The movie begins as a parody of Longfellow's famous poem "The Village Blacksmith," probably more familiar these days to Looney Tunes cartoon buffs than it is to middle-schoolers. (Daffy Duck robotically starts to recite it near the end of Duck Amuck [1953].) Buster, it seems, is the poem's anti-hero version. (The first shot is of "village smithy" Buster standing under an L.A. palm tree, not the "spreading chestnut" of the poem.)
After a couple more verses, the movie quickly loses in interest in satire and, like Tex Avery's later Warner Bros. cartoon The Village Smithy (1936 - see what I mean?), is more interested in using the source as a springboard for gags, which here range from great to terrible. The good stuff shows Buster being both a "horse whisperer" and a shoe salesman to a horse in need of new shoes. (Like Chaplin's Tramp, Buster can pretty well transform himself into whatever the current situation dictates he needs to be. If a horse needs shoeing, Buster goes out of his way to meet the horse's hoof size and comfort level. Thom McAn never had a better spokesperson.)
The movie's nadir is Buster trying to do his work while he's obliviously and systematically destroying a brand-new Rolls-Royce that has been brought in for minor repair work. Keaton biographer Marion Meade posits that this is probably the same car given to Keaton by his much-despised in-laws, which would explain his joy in destroying it. But this joy doesn't extend to the movie's audience - especially those in 1922, who probably gasped at seeing such a luxurious car being torn apart.

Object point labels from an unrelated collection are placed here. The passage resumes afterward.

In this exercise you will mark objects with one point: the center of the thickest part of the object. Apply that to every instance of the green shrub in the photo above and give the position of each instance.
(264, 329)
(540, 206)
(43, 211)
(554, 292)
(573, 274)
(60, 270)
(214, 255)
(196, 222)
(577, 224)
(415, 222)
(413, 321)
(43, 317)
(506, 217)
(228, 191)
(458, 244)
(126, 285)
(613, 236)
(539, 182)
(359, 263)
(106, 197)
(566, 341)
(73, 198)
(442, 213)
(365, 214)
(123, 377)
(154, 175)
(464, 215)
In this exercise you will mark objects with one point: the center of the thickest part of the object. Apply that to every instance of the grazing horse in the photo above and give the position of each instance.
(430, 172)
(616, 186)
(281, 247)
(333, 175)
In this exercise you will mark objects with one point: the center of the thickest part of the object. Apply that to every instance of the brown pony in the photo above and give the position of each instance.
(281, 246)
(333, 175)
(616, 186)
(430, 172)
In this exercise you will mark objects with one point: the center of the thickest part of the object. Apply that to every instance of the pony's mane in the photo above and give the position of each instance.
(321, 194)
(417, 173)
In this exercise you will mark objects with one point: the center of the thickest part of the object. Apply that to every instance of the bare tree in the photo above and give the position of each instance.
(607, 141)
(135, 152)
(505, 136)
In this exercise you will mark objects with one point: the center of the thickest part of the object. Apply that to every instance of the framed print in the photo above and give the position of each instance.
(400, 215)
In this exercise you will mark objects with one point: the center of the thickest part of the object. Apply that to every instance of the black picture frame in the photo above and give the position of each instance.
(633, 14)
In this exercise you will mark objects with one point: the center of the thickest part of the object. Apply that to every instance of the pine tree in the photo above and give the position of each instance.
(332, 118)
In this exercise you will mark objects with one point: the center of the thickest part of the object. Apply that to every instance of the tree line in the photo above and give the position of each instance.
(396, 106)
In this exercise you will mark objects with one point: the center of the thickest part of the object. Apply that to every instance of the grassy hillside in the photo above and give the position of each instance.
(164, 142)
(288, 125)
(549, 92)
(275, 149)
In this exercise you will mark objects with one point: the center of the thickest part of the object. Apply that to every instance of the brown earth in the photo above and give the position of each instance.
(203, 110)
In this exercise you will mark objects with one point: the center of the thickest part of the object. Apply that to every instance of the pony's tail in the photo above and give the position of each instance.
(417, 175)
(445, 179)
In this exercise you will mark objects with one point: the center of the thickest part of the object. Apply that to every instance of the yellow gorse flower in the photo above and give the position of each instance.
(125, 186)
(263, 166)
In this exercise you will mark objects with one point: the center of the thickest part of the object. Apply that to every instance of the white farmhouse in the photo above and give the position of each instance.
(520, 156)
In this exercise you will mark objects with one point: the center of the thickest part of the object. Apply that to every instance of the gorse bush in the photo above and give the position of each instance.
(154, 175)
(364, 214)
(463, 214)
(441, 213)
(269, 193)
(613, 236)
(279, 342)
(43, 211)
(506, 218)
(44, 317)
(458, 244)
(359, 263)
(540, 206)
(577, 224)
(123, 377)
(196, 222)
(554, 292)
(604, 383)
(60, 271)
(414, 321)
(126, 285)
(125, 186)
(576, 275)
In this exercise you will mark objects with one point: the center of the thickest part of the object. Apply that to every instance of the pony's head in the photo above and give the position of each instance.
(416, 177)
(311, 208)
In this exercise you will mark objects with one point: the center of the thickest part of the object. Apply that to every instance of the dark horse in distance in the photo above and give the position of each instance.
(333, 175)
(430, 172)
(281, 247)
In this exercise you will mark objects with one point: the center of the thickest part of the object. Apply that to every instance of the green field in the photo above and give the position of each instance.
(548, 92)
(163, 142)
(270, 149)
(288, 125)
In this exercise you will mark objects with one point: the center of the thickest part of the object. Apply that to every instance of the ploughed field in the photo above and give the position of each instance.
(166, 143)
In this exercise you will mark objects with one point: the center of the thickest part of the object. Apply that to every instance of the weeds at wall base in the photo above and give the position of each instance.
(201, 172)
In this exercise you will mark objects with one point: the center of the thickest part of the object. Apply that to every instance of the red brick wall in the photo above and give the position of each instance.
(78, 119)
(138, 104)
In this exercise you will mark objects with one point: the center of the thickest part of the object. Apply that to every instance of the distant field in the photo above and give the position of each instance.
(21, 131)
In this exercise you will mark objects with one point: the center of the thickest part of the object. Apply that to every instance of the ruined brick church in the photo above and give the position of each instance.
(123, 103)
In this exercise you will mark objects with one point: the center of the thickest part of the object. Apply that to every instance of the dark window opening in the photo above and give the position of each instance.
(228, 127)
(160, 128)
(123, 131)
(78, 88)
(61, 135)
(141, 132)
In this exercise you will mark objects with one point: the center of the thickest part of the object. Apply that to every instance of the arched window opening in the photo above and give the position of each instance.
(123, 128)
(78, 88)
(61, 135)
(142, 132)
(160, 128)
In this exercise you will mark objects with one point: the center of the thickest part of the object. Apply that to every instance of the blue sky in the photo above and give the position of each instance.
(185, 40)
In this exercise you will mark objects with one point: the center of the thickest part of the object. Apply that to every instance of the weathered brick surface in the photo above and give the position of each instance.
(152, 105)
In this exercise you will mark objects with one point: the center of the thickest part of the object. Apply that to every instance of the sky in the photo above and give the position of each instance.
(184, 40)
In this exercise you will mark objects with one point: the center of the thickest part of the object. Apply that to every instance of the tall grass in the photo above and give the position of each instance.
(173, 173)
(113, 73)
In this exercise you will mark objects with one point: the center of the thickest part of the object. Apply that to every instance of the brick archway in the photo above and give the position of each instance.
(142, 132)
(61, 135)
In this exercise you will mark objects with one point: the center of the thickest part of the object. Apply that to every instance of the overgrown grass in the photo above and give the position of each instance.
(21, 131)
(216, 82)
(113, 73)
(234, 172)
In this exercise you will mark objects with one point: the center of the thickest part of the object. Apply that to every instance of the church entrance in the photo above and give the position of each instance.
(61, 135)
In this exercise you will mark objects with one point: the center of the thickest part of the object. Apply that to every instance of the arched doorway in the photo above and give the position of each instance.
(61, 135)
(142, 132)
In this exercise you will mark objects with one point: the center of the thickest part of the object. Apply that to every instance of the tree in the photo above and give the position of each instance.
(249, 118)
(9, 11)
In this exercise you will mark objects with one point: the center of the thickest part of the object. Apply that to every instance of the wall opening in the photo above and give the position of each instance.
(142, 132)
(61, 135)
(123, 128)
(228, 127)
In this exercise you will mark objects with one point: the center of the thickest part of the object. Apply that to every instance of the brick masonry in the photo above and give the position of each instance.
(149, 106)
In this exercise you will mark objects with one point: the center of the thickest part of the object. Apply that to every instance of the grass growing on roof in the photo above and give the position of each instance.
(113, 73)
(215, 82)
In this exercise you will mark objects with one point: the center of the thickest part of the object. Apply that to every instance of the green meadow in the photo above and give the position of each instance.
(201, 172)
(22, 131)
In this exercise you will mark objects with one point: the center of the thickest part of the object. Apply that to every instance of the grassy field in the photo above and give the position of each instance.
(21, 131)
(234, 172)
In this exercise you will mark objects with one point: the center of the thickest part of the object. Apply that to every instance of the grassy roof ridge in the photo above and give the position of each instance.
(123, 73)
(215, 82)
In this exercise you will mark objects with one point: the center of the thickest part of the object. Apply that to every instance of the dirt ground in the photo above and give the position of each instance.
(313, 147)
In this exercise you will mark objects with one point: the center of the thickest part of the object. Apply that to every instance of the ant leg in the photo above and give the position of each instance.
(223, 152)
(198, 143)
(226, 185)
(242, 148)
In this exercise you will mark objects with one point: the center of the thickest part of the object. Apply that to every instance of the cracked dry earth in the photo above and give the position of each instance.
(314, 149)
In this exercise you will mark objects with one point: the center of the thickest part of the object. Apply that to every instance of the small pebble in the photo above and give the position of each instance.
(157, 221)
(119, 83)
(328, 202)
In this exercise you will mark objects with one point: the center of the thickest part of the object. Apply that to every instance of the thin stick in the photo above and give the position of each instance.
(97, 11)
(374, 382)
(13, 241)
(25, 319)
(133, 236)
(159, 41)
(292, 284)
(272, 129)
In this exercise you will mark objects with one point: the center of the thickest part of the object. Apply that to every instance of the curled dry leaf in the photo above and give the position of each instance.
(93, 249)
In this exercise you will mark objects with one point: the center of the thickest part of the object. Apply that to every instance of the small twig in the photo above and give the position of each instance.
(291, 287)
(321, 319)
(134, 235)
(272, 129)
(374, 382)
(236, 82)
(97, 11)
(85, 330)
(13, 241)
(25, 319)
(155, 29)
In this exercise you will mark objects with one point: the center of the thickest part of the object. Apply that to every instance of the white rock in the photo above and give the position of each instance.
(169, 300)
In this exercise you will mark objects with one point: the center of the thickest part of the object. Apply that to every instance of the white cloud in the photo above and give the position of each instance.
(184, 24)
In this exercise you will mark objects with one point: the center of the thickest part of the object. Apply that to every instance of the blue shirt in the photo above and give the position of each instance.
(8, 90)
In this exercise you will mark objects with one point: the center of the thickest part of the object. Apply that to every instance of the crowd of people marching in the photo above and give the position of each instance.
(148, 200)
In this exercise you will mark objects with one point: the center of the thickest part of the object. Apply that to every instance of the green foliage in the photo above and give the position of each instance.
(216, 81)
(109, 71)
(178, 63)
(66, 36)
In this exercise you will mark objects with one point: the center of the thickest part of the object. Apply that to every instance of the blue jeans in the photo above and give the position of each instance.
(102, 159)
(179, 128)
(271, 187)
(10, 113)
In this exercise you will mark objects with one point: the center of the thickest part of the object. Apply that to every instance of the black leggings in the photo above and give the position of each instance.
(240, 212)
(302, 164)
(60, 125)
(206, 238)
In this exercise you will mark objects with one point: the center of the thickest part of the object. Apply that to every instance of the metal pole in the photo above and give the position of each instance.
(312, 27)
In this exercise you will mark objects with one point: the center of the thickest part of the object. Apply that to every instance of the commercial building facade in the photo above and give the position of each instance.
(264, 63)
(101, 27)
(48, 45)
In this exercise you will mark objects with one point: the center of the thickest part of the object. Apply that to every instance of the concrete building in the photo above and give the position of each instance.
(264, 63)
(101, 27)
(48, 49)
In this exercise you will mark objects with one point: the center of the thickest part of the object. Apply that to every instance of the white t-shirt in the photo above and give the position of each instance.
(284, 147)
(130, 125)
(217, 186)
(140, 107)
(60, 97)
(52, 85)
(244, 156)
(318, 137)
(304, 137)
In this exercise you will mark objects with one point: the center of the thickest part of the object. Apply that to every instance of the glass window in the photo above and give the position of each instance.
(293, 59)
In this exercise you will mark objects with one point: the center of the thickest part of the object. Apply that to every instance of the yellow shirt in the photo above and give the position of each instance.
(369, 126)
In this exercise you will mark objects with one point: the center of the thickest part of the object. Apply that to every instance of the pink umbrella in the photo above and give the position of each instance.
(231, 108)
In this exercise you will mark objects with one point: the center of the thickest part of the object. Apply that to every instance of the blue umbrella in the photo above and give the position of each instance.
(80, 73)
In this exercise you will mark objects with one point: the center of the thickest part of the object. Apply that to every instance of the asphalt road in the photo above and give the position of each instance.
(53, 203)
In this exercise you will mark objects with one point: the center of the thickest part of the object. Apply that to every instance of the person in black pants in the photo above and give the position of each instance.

Beyond that, the gags are hit-and-miss, the best one being where it looks as though Buster is about to get run over by an oncoming train, only to have (through trick photography) the train stop within just a few inches of him. (Joel and Ethan Coen pulled an extremely similar fast one 65 years later, involving a baby and a car, in Raising Arizona [1987].)
And the final gag is a beaut, with Buster pulling down a shade with "The End" written on it, after having shown us that he won the heart of one of his customers who he married on a whim. The problem is that this final scene comes out of nowhere. One minute the woman is snubbing him; just a few minutes later, without even a scene of courtship, she's running off to elope with him. Could this have reflected Keaton's mirror-image fantasy of his unhappy marriage to his then-wife Natalie Talmadge?
Granted, maybe one shouldn't read too much into the final marriage scene and the obliterated Rolls-Royce - but one is tempted to do so only because there's not much else to reflect upon here. Happily, Keaton's style would soon evolve exponentially over the gags-for-gags'-sake stuff reflected in The Blacksmith.